The Weekly Review

by Chris Bowler

Getting started with the Zettelkastën

I’ve been wrestling with the usage of the Zettelkasten method for months. At first, my interest was merely piqued. Then I started to consider how I could benefit from using this method. Finally, I started to consider how to get started.

That eventually led to purchasing How to Take Smart Notes, which has been an enjoyable read (I’m currently about 75% finished). The problem? The focus has been very much on why you should use this method, but hardly much at all has been said about how you use it. Or rather, how one gets started.
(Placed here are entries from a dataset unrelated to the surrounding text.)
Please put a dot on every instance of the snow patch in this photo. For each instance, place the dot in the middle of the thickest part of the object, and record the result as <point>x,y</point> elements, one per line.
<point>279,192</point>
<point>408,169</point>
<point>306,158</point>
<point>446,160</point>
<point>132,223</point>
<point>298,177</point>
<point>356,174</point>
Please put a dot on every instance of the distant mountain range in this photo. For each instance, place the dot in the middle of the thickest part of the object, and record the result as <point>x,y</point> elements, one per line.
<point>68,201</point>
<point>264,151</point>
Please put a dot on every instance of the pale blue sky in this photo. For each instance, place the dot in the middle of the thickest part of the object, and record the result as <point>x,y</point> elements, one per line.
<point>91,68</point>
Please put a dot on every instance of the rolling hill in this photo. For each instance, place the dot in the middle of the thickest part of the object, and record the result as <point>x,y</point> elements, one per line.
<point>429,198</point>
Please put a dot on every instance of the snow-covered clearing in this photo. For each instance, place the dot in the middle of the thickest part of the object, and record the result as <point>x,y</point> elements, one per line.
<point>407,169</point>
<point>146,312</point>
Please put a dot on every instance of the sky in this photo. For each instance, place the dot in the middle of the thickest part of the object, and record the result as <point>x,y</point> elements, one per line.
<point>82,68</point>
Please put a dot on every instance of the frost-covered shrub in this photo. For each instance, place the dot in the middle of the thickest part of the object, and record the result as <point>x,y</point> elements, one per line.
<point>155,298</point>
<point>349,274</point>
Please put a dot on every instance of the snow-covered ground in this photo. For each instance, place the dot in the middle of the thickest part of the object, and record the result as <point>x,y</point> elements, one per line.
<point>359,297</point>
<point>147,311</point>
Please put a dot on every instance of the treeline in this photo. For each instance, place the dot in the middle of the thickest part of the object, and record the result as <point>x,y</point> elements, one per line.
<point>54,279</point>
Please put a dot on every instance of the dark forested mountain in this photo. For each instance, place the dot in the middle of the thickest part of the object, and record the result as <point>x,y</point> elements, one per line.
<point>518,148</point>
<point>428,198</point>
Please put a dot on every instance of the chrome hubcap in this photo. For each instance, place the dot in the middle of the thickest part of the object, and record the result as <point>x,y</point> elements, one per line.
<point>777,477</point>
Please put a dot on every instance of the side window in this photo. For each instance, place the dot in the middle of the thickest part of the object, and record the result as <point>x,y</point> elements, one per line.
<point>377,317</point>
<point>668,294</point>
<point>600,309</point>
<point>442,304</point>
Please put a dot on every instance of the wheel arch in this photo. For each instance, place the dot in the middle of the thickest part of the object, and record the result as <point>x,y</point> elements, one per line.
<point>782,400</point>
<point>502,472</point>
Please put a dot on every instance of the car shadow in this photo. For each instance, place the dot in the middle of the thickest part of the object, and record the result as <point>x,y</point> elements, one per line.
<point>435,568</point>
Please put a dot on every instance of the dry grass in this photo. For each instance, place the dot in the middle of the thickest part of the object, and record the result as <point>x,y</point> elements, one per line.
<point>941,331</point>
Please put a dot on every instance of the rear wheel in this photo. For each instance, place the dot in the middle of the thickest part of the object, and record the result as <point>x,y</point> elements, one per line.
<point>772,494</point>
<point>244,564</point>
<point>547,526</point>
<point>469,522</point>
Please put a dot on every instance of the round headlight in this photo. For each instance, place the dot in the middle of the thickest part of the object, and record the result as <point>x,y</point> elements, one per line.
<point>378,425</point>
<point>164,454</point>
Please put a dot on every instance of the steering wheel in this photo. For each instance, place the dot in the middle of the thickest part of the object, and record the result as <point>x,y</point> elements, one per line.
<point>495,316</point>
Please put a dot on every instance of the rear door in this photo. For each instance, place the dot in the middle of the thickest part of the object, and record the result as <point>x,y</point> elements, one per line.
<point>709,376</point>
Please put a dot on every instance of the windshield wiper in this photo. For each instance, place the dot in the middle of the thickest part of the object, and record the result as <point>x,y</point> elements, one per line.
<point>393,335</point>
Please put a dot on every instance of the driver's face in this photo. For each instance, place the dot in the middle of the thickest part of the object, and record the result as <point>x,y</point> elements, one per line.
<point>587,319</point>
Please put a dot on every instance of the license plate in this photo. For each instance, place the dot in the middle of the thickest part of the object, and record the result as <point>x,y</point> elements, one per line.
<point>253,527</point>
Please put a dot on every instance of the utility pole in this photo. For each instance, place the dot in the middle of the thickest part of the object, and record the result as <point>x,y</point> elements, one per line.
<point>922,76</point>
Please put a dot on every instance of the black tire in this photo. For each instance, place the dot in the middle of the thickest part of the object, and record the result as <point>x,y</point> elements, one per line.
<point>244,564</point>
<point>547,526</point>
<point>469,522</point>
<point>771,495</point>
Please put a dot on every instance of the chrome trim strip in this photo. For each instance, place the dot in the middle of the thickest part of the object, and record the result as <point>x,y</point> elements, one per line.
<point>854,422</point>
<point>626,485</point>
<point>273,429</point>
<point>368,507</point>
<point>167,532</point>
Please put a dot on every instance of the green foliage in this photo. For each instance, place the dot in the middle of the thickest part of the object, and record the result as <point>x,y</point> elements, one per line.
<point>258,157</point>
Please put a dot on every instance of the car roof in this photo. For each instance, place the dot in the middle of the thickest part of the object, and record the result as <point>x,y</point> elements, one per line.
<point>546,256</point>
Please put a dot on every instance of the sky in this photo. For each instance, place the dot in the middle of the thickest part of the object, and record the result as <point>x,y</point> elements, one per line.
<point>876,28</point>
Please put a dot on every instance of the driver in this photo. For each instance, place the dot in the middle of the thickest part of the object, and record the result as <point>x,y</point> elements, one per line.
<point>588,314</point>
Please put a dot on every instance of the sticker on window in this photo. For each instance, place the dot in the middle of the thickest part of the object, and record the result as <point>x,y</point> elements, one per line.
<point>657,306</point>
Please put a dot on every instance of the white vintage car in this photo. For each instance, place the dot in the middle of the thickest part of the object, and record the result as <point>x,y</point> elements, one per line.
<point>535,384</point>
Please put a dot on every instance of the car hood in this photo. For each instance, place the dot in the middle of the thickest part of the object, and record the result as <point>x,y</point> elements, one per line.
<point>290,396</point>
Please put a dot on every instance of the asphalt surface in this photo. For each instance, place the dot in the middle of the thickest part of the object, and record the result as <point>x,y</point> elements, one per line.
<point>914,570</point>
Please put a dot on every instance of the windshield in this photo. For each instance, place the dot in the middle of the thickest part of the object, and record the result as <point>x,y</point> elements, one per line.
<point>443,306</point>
This has led to a lot of review of previous blog articles I’ve read previously, then a lot of Google searches. Finally, I ended up back at Zettelkasten.de, landed on their curated article overview, and started reading through every post mentioned there.

Under the topic of what to store in your first note, this thought well captured the mental state I found myself in:

Starting your Zettelkasten note archive can be confusing at first. Getting it right first seems so important to some folks that they get stuck completely – paralysis by analysis.

Thankfully, I found inspiration in one of the other posts mentioned near the top of the overview. In a discussion of why categories are a bad idea, Christian states the following:

If you’re stuck setting up your knowledge management system, stop setting up anything at all. Just add information to it. Store text in files of your liking and put them in a folder if you’re uncertain which software to use. Starting is always better than not doing a thing. You can’t analyze your way into the perfect system without getting your hands dirty. Only experience reveals where the bottlenecks are, and whether you are really going to use (or miss) the oh-so-awesome feature X of the super expensive app Y.

I hope to have more to discuss in the coming weeks.

Regarding notes, this update from the Ulysses team caught my eye.

In addition to that, version 18 will bring the ability to use Ulysses’ own file format in external folders. This is bigger than it sounds, as it removes almost all of the limitations when working with these folders. You’ll not only be able to use all of Ulysses’ Markdown XL tags, but also to add writing goals, images, keywords and notes. Dropbox will therefore become a serious alternative for anyone who can’t – or doesn’t want to – rely on iCloud for synchronization. We’re happy about willing testers for this one, too.

As I’ve thought about adopting the Zettelkasten method, I’ve wondered whether Ulysses was a good choice. One concern with these types of things in lock-in: if I invest a lot of time putting notes into Ulysses, what happens if I ever stop using the product? Can I easily get my notes out of it?

Using Ulysses with external folders was a thought I had. This news that the advanced formatting Ulysses provides would be available for use with external folders caught my attention as it’s not currently possible. My research continues.